Angst in der Werbung ja oder nein? Die Folterknechte von Mönchengladbach

In der Werbepsychologie, insbesondere auch in Zusammenhang mit der Werbung für Versicherungsprodukte, wird oft diskutiert, inwieweit furchteinflößende Werbung sinnvoll sei. Das wäre zum Beispiel die Darstellung von Verletzungen, Krankheiten oder von Altersarmut. Die wesentlichen Pro-Argumente sind ein hoher Aufmerksamkeitseffekt, dass der Absicherungsbedarf deutlich wird und dass möglicherweise ein Handlungsimpuls gesetzt werden kann. Solche Annahmen liegen ja auch beispielsweise den abschreckenden Bildern und Texten auf Zigarettenpackungen zugrunde. Als Argument gegen den Einsatz in der Werbung wird angeführt, dass die Darstellung solcher Szenen eher zu Ausweichen und Verdrängung führt und insbesondere, dass die Marke durch die Verbindung mit solchen Inhalten emotional negativ aufgeladen werden kann. In der Summe überwiegen meist die Contra-Argumente, so dass Furchtapelle nur selten und dann meist nur in abgeschwächter oder humoristisch abgewandelter Form zu sehen sind.

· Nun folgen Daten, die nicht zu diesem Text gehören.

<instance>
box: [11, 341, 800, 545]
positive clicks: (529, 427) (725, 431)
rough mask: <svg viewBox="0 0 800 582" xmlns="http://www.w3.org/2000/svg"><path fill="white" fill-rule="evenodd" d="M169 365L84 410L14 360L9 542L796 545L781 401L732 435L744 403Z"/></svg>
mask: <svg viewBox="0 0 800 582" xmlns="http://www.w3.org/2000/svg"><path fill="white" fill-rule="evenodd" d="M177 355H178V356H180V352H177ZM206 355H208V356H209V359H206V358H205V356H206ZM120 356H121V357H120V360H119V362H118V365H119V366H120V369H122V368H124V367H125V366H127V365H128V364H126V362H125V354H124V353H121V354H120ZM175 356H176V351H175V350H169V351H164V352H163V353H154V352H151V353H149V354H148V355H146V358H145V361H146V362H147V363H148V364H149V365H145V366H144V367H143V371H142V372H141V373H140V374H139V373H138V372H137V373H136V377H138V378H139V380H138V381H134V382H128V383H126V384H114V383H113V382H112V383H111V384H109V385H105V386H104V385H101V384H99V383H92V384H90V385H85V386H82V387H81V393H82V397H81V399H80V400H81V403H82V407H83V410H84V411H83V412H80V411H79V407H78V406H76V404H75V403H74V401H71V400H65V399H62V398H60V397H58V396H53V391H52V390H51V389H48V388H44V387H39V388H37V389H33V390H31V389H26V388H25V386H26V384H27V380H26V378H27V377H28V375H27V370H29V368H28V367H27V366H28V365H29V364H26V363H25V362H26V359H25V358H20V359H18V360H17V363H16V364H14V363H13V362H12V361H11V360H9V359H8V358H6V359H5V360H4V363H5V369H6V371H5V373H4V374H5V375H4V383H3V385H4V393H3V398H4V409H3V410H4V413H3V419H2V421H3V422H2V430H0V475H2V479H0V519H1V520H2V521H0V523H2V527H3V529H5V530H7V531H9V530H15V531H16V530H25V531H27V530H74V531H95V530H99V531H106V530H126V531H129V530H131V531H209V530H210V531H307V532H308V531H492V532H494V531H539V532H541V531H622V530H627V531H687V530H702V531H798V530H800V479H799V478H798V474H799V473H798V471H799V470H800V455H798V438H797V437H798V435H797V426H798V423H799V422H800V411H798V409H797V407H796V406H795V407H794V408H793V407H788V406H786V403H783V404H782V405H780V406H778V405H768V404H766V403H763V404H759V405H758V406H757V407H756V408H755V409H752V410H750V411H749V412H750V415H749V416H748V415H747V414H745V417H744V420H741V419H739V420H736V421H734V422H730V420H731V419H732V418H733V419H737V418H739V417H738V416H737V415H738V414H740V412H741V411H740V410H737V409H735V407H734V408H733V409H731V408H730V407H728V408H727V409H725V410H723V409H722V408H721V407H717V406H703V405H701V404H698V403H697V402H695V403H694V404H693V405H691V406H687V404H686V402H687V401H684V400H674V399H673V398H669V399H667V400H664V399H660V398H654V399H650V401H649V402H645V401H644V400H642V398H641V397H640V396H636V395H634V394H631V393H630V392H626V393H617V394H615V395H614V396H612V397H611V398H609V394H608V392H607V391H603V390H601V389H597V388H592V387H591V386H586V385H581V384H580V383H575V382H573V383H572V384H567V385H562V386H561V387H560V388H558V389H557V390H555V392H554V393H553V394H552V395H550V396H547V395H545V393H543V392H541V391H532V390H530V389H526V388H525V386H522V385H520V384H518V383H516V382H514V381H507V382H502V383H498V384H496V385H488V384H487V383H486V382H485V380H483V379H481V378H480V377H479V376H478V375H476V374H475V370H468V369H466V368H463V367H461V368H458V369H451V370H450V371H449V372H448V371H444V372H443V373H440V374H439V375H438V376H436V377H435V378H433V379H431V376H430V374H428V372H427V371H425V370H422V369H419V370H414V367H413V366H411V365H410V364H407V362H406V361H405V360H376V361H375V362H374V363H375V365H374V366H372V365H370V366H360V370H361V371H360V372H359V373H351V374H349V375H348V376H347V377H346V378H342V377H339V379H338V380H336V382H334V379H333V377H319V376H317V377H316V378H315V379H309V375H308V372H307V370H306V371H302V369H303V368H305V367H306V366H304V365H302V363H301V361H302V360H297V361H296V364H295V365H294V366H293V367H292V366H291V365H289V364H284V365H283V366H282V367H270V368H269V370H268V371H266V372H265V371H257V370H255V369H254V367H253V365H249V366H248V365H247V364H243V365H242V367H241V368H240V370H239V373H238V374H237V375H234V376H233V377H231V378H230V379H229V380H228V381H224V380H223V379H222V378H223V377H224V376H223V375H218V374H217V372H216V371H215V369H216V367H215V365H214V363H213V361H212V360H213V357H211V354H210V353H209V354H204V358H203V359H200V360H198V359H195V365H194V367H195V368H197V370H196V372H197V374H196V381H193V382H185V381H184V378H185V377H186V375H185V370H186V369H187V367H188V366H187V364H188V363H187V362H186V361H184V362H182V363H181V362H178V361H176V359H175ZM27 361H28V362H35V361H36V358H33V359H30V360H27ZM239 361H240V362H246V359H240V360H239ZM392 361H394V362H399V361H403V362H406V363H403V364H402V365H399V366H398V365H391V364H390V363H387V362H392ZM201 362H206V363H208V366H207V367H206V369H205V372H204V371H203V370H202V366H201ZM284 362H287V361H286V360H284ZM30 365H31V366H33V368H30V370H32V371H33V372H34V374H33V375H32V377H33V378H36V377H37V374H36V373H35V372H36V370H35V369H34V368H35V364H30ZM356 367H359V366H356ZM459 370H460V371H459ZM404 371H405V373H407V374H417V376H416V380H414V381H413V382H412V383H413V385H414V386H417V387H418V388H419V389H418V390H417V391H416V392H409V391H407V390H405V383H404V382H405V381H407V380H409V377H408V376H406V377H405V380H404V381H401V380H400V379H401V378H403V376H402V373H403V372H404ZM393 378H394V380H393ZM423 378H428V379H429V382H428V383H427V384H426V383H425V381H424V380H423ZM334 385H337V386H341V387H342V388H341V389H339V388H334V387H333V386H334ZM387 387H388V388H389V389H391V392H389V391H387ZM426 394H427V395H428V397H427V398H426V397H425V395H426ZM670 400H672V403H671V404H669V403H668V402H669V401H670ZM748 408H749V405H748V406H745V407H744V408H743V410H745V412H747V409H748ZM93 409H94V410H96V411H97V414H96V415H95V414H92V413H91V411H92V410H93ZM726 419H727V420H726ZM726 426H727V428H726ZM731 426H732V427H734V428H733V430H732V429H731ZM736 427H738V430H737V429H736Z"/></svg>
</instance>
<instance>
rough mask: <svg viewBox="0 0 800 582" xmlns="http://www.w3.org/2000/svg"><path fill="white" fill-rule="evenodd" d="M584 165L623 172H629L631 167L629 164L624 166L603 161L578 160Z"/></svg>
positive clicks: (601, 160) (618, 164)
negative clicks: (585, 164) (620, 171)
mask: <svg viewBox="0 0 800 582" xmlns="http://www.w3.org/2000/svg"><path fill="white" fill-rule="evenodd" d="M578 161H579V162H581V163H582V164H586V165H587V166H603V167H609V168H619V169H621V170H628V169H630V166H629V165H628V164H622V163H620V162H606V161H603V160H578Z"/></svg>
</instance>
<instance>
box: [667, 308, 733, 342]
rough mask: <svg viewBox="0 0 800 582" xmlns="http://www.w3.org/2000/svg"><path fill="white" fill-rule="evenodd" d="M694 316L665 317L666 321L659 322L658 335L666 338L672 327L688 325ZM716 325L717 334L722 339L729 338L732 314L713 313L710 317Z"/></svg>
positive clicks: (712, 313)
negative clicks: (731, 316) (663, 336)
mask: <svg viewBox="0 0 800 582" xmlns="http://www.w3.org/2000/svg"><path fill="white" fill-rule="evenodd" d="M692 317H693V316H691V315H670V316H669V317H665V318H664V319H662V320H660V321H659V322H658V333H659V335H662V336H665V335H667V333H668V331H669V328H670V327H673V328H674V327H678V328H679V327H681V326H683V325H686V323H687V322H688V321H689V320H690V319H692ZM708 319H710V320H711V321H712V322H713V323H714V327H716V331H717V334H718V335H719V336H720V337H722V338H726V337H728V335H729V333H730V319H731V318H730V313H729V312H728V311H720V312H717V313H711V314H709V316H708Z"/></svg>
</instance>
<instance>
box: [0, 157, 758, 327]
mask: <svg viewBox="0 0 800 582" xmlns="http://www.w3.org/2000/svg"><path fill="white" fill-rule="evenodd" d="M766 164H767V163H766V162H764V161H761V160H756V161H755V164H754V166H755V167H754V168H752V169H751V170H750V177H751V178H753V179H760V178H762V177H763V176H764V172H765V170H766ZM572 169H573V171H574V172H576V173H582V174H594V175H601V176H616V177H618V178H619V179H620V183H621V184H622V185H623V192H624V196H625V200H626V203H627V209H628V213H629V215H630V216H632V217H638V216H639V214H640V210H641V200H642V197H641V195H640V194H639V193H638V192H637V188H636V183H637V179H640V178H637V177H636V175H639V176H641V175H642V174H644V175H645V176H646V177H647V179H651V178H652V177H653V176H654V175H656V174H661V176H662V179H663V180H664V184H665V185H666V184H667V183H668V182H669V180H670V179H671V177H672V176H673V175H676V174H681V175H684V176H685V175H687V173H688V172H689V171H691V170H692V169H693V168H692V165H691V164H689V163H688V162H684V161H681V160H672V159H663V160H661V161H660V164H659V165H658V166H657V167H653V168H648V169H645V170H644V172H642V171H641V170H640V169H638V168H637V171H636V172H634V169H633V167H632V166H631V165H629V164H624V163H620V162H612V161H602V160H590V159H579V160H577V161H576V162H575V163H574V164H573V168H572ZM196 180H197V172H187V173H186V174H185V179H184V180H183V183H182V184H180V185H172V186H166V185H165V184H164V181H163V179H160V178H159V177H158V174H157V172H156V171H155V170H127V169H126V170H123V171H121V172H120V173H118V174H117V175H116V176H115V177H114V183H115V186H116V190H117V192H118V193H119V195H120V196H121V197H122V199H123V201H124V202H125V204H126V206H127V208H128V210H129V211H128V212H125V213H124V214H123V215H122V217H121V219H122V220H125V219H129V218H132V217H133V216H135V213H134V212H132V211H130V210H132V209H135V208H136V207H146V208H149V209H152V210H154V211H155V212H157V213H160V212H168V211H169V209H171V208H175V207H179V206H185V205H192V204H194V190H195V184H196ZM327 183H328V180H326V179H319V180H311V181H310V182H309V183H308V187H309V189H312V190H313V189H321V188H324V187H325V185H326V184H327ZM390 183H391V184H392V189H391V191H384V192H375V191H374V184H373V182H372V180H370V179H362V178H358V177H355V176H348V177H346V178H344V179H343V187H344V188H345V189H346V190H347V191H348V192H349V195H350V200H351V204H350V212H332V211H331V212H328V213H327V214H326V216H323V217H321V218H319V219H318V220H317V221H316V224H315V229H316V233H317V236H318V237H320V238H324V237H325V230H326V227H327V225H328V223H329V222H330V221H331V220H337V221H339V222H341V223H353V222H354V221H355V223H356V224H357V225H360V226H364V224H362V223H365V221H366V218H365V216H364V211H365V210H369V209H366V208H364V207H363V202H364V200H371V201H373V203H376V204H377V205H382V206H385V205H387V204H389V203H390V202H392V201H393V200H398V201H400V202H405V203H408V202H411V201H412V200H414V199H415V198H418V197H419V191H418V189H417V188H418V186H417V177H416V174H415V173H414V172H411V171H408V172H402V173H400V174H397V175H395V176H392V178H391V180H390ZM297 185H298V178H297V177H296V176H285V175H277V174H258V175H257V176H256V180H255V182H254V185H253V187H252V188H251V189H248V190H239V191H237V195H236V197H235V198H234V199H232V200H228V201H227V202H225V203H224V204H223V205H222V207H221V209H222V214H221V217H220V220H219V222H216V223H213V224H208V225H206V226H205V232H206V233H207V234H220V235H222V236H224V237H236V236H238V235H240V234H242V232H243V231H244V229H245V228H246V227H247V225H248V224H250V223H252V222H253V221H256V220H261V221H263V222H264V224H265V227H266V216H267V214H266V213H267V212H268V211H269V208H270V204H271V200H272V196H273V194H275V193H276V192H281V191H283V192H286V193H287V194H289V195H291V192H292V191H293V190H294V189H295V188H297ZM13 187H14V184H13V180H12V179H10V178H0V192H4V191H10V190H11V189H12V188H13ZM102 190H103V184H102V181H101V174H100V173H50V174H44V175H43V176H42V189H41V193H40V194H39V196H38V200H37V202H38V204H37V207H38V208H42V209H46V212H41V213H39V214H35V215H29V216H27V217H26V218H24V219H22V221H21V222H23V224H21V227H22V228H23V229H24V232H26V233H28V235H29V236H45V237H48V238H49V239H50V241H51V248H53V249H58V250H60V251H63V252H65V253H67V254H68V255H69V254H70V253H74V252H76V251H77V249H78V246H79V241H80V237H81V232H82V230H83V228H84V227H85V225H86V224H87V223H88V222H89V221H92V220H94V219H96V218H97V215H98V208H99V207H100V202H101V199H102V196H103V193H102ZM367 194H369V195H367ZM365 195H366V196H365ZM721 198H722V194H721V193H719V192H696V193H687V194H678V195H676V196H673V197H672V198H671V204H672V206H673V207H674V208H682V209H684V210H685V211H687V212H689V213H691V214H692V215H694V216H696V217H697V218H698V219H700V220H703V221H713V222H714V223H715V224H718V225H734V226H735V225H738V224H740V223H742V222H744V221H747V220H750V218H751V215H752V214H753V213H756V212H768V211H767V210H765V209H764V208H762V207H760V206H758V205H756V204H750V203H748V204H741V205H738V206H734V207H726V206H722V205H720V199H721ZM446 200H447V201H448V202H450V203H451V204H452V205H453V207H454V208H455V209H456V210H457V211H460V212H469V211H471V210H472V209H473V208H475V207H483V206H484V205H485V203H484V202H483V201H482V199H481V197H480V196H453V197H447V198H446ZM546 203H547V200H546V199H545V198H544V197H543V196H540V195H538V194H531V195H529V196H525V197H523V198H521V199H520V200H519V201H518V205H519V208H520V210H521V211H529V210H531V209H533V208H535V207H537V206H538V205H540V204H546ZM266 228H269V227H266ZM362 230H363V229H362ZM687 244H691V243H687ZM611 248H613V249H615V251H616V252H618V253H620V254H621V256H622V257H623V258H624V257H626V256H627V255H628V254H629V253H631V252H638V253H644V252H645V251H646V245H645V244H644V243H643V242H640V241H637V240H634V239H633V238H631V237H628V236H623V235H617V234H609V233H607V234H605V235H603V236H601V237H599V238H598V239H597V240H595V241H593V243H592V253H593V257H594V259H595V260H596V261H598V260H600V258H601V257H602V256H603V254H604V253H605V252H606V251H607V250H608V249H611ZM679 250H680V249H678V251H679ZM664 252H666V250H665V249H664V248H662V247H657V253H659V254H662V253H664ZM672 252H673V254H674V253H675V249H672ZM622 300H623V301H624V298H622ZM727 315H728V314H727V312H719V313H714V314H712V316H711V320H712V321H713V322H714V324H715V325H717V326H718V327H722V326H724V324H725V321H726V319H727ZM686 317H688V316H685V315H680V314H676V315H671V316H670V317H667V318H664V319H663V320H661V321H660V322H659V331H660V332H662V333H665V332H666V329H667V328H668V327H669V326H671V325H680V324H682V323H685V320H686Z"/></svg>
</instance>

Ein besonders deutliches Exemplar furchteinflößender Werbung lässt sich derzeit auf zahlreichen Plakatwänden in Mönchengladbach bestaunen, auch wenn es vom Werbetreibenden (einem Krankenhaus) wohl gar nicht so intendiert war. „Modern und menschlich“ gehe es im Uro-Ökologische Zentrum der Kliniken Maria Hilf zu, verspricht uns das Plakat. Zur Verdeutlichung des „menschlich“ lächeln zwei Chefärzte freundlich in die Kamera.

Fällt der Blick des Betrachters aber auf deren OP-Kleidung, wie wir sie im Idealfall allenfalls aus der Pathologie des Tatorts kennen, und danach gar auf die grauenhaften Gerätschaften im Hintergrund, die wohl als Beleg für das Attribut „modern“ herhalten sollen, aber wohl eher die Phantasie über deren möglichen Anwendungsformen anregen, dann weicht das wohlige Gefühl ganz schnell Verdrängung und negativer Konditionierung. Gott gebe, dass ich diesen Folterknechten niemals in die Hände falle! Und selbst eine eigentlich sinnvolle Vorsorgeuntersuchung rückt damit in ferne Zukunft.

Der Autor Prof. Horst Müller-Peters ist am ivwKöln u.a. für Wirtschaftspsychologie und Risikowahrnehmung zuständig.